Rosetta's Way Back to the SourceTowards Reverse Engineering of Complex Software
The Rosetta project, funded by the EU in the form of an ERC grant, aims to develop techniques to enable reverse engineering of complex software sthat is available only in binary form. To the best of our knowledge we are the first to start working on a comprehensive and realistic solution for recovering the data structures in binary programs (which is essential for reverse engineering), as well as techniques to recover the code. The main success criterion for the project will be our ability to reverse engineer a realistic, complex binary. Additionally, we will show the immediate usefulness of the information that we extract from the binary code (that is, even before full reverse engineering), by automatically hardening the software to make it resilient against memory corruption bugs (and attacks that exploit them).
In the Rosetta project, we target common processors like the x86, and languages like C and C++ that are difficult to reverse engineer, and we aim for full reverse engineering rather than just decompilation (which typically leaves out data structures and semantics). However, we do not necessarily aim for fully automated reverse engineering (which may well be impossible in the general case). Rather, we aim for techniques that make the process straightforward. In short, we will push reverse engineering towards ever more complex programs.
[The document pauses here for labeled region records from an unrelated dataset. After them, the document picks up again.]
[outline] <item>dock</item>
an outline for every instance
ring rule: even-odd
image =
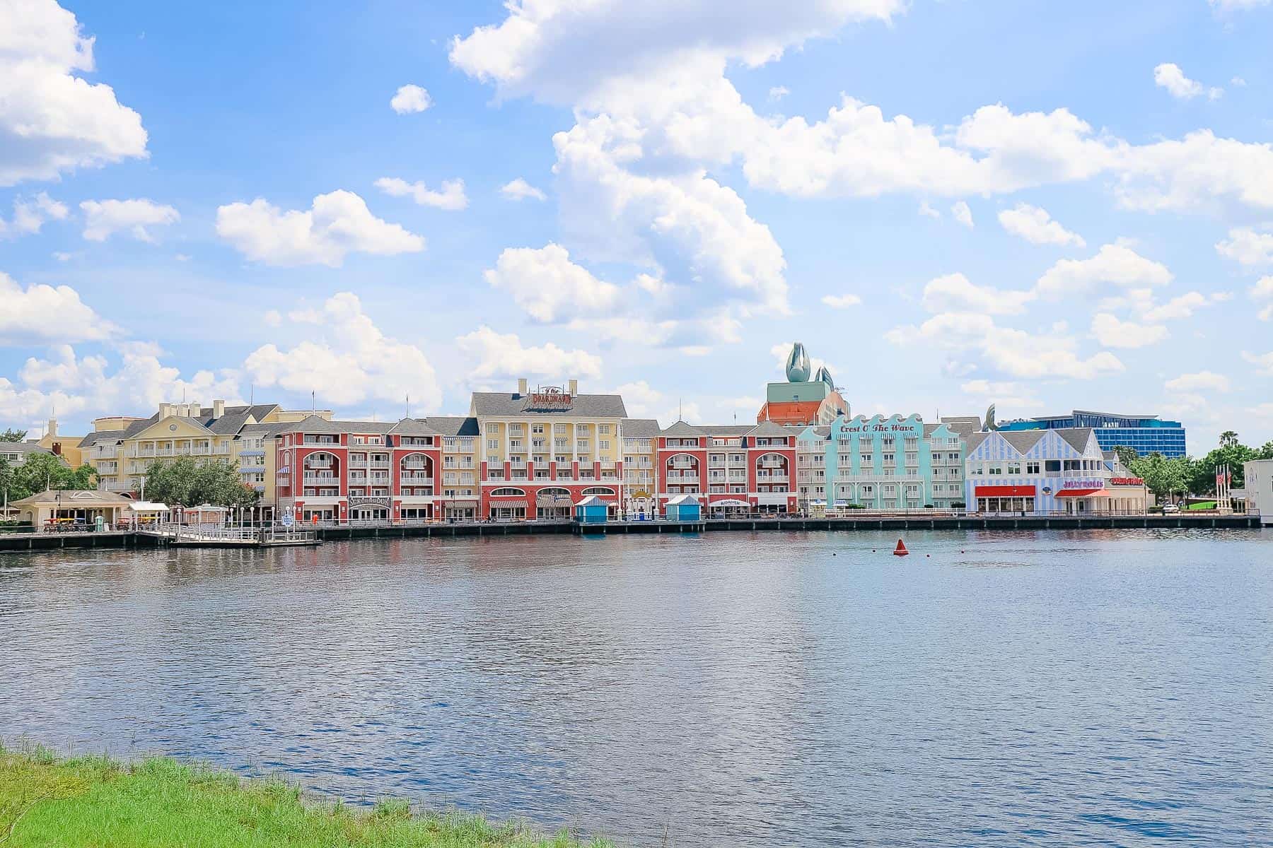
[[[238,548],[313,547],[325,542],[359,539],[527,537],[527,535],[649,535],[722,531],[889,530],[1259,530],[1258,515],[1050,515],[1050,516],[854,516],[838,519],[746,517],[699,521],[463,521],[432,524],[307,525],[304,528],[157,528],[101,533],[5,533],[0,553],[69,548]]]

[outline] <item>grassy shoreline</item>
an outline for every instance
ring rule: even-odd
[[[0,748],[0,845],[97,848],[608,848],[460,812],[309,804],[298,786],[159,756],[125,763]]]

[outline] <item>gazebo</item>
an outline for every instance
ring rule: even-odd
[[[663,515],[668,521],[698,521],[703,516],[703,506],[693,495],[677,495],[663,505]]]
[[[605,524],[608,506],[596,495],[588,495],[574,505],[574,520],[579,524]]]
[[[9,503],[18,510],[18,520],[42,528],[57,524],[115,525],[125,516],[132,501],[115,492],[95,489],[48,489]]]

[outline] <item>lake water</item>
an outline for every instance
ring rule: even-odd
[[[0,554],[0,734],[634,845],[1273,844],[1273,530],[895,542]]]

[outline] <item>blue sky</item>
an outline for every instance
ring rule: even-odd
[[[0,425],[518,376],[746,421],[801,339],[854,412],[1273,437],[1267,0],[0,0],[5,31]]]

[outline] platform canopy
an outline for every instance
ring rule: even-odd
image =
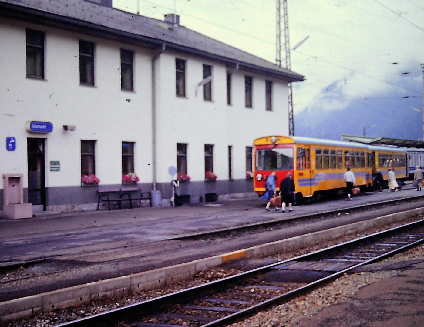
[[[390,137],[371,137],[368,136],[357,136],[354,135],[342,135],[342,140],[345,141],[363,143],[370,145],[394,146],[400,147],[424,148],[424,142],[414,140],[402,140]]]

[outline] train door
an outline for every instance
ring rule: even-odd
[[[311,149],[302,145],[297,148],[295,182],[296,192],[301,192],[303,196],[312,195],[311,190]]]
[[[34,211],[46,210],[46,180],[45,163],[45,139],[28,137],[28,203]]]

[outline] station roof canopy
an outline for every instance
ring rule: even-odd
[[[394,146],[400,147],[424,148],[424,142],[416,141],[413,140],[402,140],[384,137],[371,137],[368,136],[357,136],[353,135],[342,135],[342,140],[373,146]]]

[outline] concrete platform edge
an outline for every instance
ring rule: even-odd
[[[0,303],[0,321],[27,317],[41,311],[48,312],[57,308],[83,304],[96,299],[120,297],[151,289],[187,279],[200,271],[230,260],[262,258],[291,251],[423,213],[424,208],[413,209],[190,262],[5,301]]]

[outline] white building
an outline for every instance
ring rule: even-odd
[[[36,210],[94,208],[132,172],[169,198],[171,166],[191,202],[251,192],[253,140],[288,134],[287,83],[303,77],[178,16],[97,2],[0,0],[0,174],[23,175]]]

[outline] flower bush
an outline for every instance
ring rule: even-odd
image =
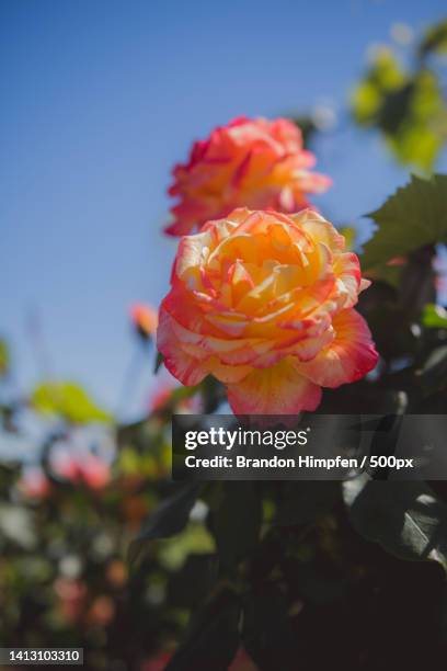
[[[319,214],[236,209],[182,239],[160,309],[158,348],[183,384],[208,374],[239,414],[314,410],[321,387],[377,363],[355,311],[369,285]]]
[[[431,169],[445,144],[431,62],[446,45],[442,22],[403,77],[394,56],[379,58],[354,98],[357,122],[404,164]],[[445,481],[382,481],[382,468],[345,481],[170,478],[172,414],[227,399],[238,413],[374,413],[391,424],[379,447],[405,413],[445,416],[447,175],[412,177],[368,215],[363,292],[355,236],[307,207],[329,184],[312,164],[291,122],[243,118],[175,169],[170,232],[200,230],[180,241],[158,345],[185,386],[160,371],[156,311],[134,306],[135,361],[158,375],[135,421],[71,380],[19,391],[0,339],[0,440],[30,445],[26,465],[13,450],[0,463],[1,646],[83,647],[88,671],[446,658]],[[124,399],[135,372],[133,360]]]
[[[234,207],[286,213],[308,207],[308,195],[331,184],[311,172],[314,162],[293,122],[238,117],[195,143],[188,161],[175,166],[169,193],[177,202],[165,230],[186,235]]]

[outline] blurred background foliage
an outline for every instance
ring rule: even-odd
[[[397,38],[405,44],[405,26],[398,26]],[[433,169],[447,139],[446,82],[439,68],[446,46],[444,21],[412,46],[406,61],[390,46],[375,47],[351,99],[355,122],[378,130],[400,162],[423,172]]]
[[[325,390],[321,412],[447,407],[447,177],[432,174],[447,135],[447,23],[404,50],[376,48],[348,103],[348,123],[380,134],[419,173],[377,204],[362,250],[375,282],[359,309],[380,363]],[[308,144],[328,121],[297,117]],[[354,229],[344,232],[358,250]],[[0,645],[84,647],[87,669],[117,671],[377,671],[445,659],[445,484],[375,474],[172,484],[172,413],[225,410],[226,399],[210,379],[174,386],[148,310],[131,312],[135,361],[150,359],[159,385],[131,423],[72,380],[18,389],[0,340],[1,439],[35,447],[32,460],[5,451],[0,466]]]

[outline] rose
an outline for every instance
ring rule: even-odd
[[[240,206],[285,213],[308,207],[307,194],[331,184],[329,178],[309,171],[314,162],[294,123],[236,118],[195,143],[188,161],[174,168],[169,193],[177,203],[165,230],[190,234]]]
[[[321,387],[377,363],[353,309],[358,259],[322,216],[236,209],[182,238],[161,304],[158,348],[183,384],[214,375],[238,414],[314,410]]]

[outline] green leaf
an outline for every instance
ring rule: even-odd
[[[412,175],[385,204],[367,215],[379,230],[364,248],[362,266],[371,270],[421,247],[447,241],[447,175]]]
[[[426,394],[445,389],[447,386],[447,345],[434,349],[417,373]]]
[[[130,544],[130,561],[136,561],[141,556],[150,541],[169,538],[183,531],[196,502],[198,491],[199,485],[196,482],[182,484],[180,487],[175,487],[170,497],[161,501]]]
[[[439,305],[426,305],[422,315],[422,323],[426,329],[447,329],[447,310]]]
[[[226,482],[216,513],[214,532],[220,566],[230,572],[256,546],[262,521],[262,501],[255,484]]]
[[[296,635],[286,596],[275,584],[249,593],[243,612],[242,640],[262,671],[295,671]],[[295,655],[294,655],[295,651]]]
[[[283,498],[278,503],[273,524],[277,526],[306,524],[331,510],[340,496],[340,484],[333,480],[284,482]]]
[[[153,366],[153,374],[157,375],[157,373],[160,369],[161,364],[164,362],[164,356],[162,355],[161,352],[157,352],[157,357],[156,357],[156,364]]]
[[[227,671],[239,647],[240,603],[225,589],[196,612],[165,671]]]
[[[76,424],[112,421],[112,416],[96,406],[82,387],[70,382],[38,385],[31,394],[31,403],[42,414],[56,416]]]
[[[344,482],[343,491],[360,535],[401,559],[434,560],[447,569],[447,504],[424,482],[362,475]]]

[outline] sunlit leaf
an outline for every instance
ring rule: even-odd
[[[447,54],[447,20],[432,25],[421,41],[420,54],[426,56],[431,52]]]
[[[199,485],[186,482],[177,486],[173,493],[161,501],[157,510],[144,523],[137,538],[129,548],[131,561],[138,559],[150,541],[169,538],[186,526],[191,510],[197,499]]]
[[[364,248],[362,266],[371,270],[426,244],[447,240],[447,175],[415,175],[368,215],[379,226]]]
[[[82,387],[71,382],[42,383],[32,391],[31,403],[42,414],[77,424],[112,421],[108,412],[96,406]]]
[[[427,329],[447,329],[447,310],[439,305],[426,305],[422,323]]]

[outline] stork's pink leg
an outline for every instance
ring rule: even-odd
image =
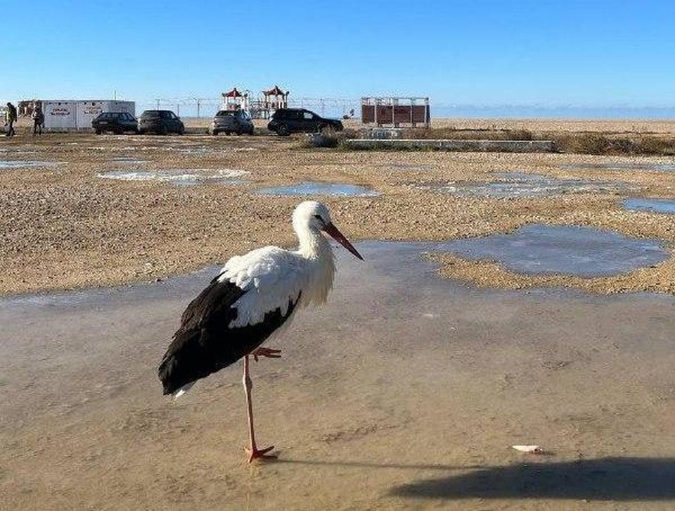
[[[266,447],[264,449],[258,449],[255,445],[255,432],[253,431],[253,405],[251,402],[251,389],[253,388],[253,382],[251,381],[251,377],[248,372],[248,355],[244,357],[243,381],[244,389],[246,391],[246,405],[248,406],[248,435],[250,440],[250,448],[245,449],[248,453],[248,462],[250,463],[255,458],[262,459],[276,458],[275,454],[267,454],[274,448],[274,446]]]

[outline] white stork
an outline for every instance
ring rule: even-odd
[[[326,301],[333,287],[335,263],[321,231],[359,259],[361,254],[333,225],[328,208],[307,201],[293,212],[299,247],[266,246],[231,258],[183,313],[160,364],[164,393],[178,397],[194,382],[244,359],[243,384],[248,407],[249,462],[274,457],[274,446],[258,449],[253,431],[249,355],[276,358],[281,350],[262,348],[273,333],[288,325],[295,311]]]

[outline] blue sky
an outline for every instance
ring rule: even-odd
[[[2,101],[215,98],[278,84],[292,97],[675,106],[671,1],[9,4]]]

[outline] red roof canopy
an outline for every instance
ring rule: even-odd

Our methodology revolves around recovering data structures, code and semantic information iteratively. Specifically, we will recover data structures not so much by statically looking at the instructions in the binary program (as others have done), but mainly by observing how the data is used
Research question. The project addresses the question whether the compilation process that translates source code to binary code is irreversible for complex software. Irreversibility of compilation is an assumed property that underlies most of the commercial software today. Specifically, the project aims to demonstrate that the assumption is false.
There has been quite some interest in the Rosetta project. For instance, an article about the project on Tweakers (Dutch) led to hundreds of reactions. Some informed, some not. Of course, it is fine to have opinions, but it is better to have informed opinions. On this page, I will try to explain the project in a bit more detail. For those who cannot wait: I answer some of the comments in the Tweakers' posts here.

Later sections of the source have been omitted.